On 13 October 2022, the European Commission (EC) launched a public consultation on an initiative to introduce a common set of rules for “Business in Europe: Framework for Income Taxation (BEFIT).” Through BEFIT, the EC wants to further harmonise the corporate income tax regimes of EU member states by introducing a common set of rules for EU companies to calculate their taxable base, including rules on the formulaic allocation of profits between EU member states. The proposal builds on—and will replace—the proposed Common Consolidated Corporate Tax Base directive of 2011 (amended in 2016) and the Pillar Two rules. The EC is expected to release a proposed BEFIT directive in the near future.
BEFIT is part of the EC’s strategy for Business Taxation for the 21st Century, published on 18 May 2021, which outlined broad corporate and direct tax policy measures for the EU (for prior coverage, see the article in the July 2021 issue of Corporate Tax News). The policy document announced several initiatives, including BEFIT, DEBRA and a new directive targeting the misuse of shell entities (for prior coverage, see the article in the May 2022 issue of Corporate Tax News).
The EC wants to create a common rulebook for groups of companies operating in the EU that would reduce barriers for cross-border investment. BEFIT should cut compliance costs for taxpayers and lessen the administrative burden for tax authorities. It aims to combat tax avoidance, and support job creation, growth and investment. Furthermore, BEFIT should provide a simpler and fairer way to allocate taxing rights between EU member states and ensure reliable and predictable corporate tax revenues for member states.
The EC is seeking input on a number of potential policy options:
Option 1: Groups with consolidated global revenues exceeding EUR 750 million
Under this option, the threshold for a group of companies to fall within the scope of BEFIT would be set at EUR 750 million in consolidated global revenues. The definition of a “group of companies” would be aligned with the definition used in the proposed EU Pillar Two directive. Both aspects would ensure close alignment of BEFIT’s scope with the scope of the directive.
Option 2: Broader scope
A broader scope would involve lowering the revenue threshold below EUR 750 million, making the legal framework more inclusive and reducing disparities. A broader scope would be of particular interest to small and medium-sized entities (SMEs) engaging in cross-border activities or those that envisage scaling up and starting cross-border operations soon. These SMEs could opt into BEFIT to benefit from common EU rules on the tax base and the allocation of profits.
The EC will further investigate whether limited sectoral carve-outs should apply, e.g., for the financial sector.
Option 1: Limited tax adjustments
The BEFIT initiative aims to create a simpler, effective, common corporate tax system in the EU. To determine the taxable base, a limited list of tax adjustments would be applied to the income reported in the financial statements of the group entities falling under BEFIT. The list of adjustments would be comprised of elements that are responsible for a significant part of the corporate tax base (around 90%). All companies in a group falling under BEFIT would be required to use financial statements as a starting point for the tax base calculation, prepared in accordance with the accounting standards authorised for use in the EU.

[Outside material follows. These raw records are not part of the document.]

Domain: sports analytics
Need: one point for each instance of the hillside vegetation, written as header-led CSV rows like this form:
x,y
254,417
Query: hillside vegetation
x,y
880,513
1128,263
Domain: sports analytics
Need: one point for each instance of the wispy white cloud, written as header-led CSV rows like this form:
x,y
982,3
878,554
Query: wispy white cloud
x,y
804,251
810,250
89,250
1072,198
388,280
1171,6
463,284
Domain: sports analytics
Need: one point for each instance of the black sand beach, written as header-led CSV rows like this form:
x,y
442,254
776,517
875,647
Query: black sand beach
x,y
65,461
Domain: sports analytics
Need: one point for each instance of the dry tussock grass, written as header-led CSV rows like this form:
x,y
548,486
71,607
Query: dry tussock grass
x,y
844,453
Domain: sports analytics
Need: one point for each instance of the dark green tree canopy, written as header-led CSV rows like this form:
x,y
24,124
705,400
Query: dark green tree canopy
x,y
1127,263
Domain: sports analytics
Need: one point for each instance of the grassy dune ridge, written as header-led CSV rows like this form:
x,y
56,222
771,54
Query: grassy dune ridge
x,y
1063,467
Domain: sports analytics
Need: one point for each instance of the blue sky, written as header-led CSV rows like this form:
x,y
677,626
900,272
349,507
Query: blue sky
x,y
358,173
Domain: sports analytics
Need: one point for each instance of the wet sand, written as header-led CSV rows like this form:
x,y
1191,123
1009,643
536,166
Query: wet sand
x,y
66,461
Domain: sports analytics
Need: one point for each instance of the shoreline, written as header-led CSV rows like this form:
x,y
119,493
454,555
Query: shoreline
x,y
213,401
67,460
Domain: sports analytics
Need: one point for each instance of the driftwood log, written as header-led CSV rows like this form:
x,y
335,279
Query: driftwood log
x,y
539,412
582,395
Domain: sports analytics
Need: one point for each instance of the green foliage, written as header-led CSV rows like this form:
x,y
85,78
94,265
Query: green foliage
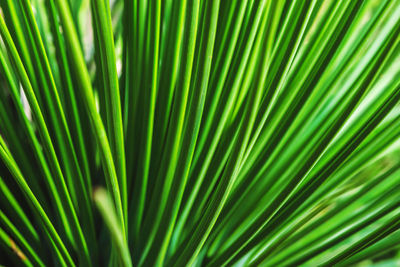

Option 2: Comprehensive set of tax rules
An alternative option would be to set up a comprehensive corporate tax system with detailed rules for all aspects of profit/tax determination, rather than building a system based on financial accounting as in option 1. If this option were chosen, member states would have to run two comprehensive sets of corporate tax rules in parallel, i.e., BEFIT and their national rules (this would not be the case under option 1 where BEFIT rules for tax determination would be simplified).
Option 1: Formula without incorporating intangible assets
Under this option, the proposal would consider the three factors most commonly used for formulary apportionment of profits between tax jurisdictions, namely:
The EC may look at other factors for the formula but these should reflect the income generation most accurately and be least prone to abuse.
Option 2: Formula incorporating intangible assets
The alternative option would be to include intangible assets as a factor in the formula, in addition to the three previously mentioned factors, to cater to the realities of modern economies. More specifically, intangible assets could be included by using a proxy value, which could consist of aspects such as research and development expenses and marketing and advertising costs.
Option 1: Simplified approach to transfer pricing
To provide more tax certainty to businesses, this option would envisage a simplified approach to the administration of transfer pricing rules based on macroeconomic industry benchmarks. The aim would not be to replace the arm’s length principle—in fact, businesses would still need to carry out the necessary transfer pricing analysis. The envisaged rules would only provide guidance on tax authorities’ risk approach to businesses’ transactions with related entities outside the consolidated group.
Option 2: Retain the current transfer pricing rules
The second option would be to keep the current approach to the application of the transfer pricing rules.
The aim of the public consultation is to collect views from stakeholders on: (1) the problem and the need to act; (2) the scope of the new system; (3) calculation of the common tax base; (4) consolidation of the tax bases of group members and allocation of the consolidated tax base to eligible member states; (5) allocation of profit in the context of transactions between members of the group and entities outside the group (in the EU and in non-EU countries); and (6) simplification of administration of the system.
The EC has extended the original comment deadline of 5 January 2023 to 23 January.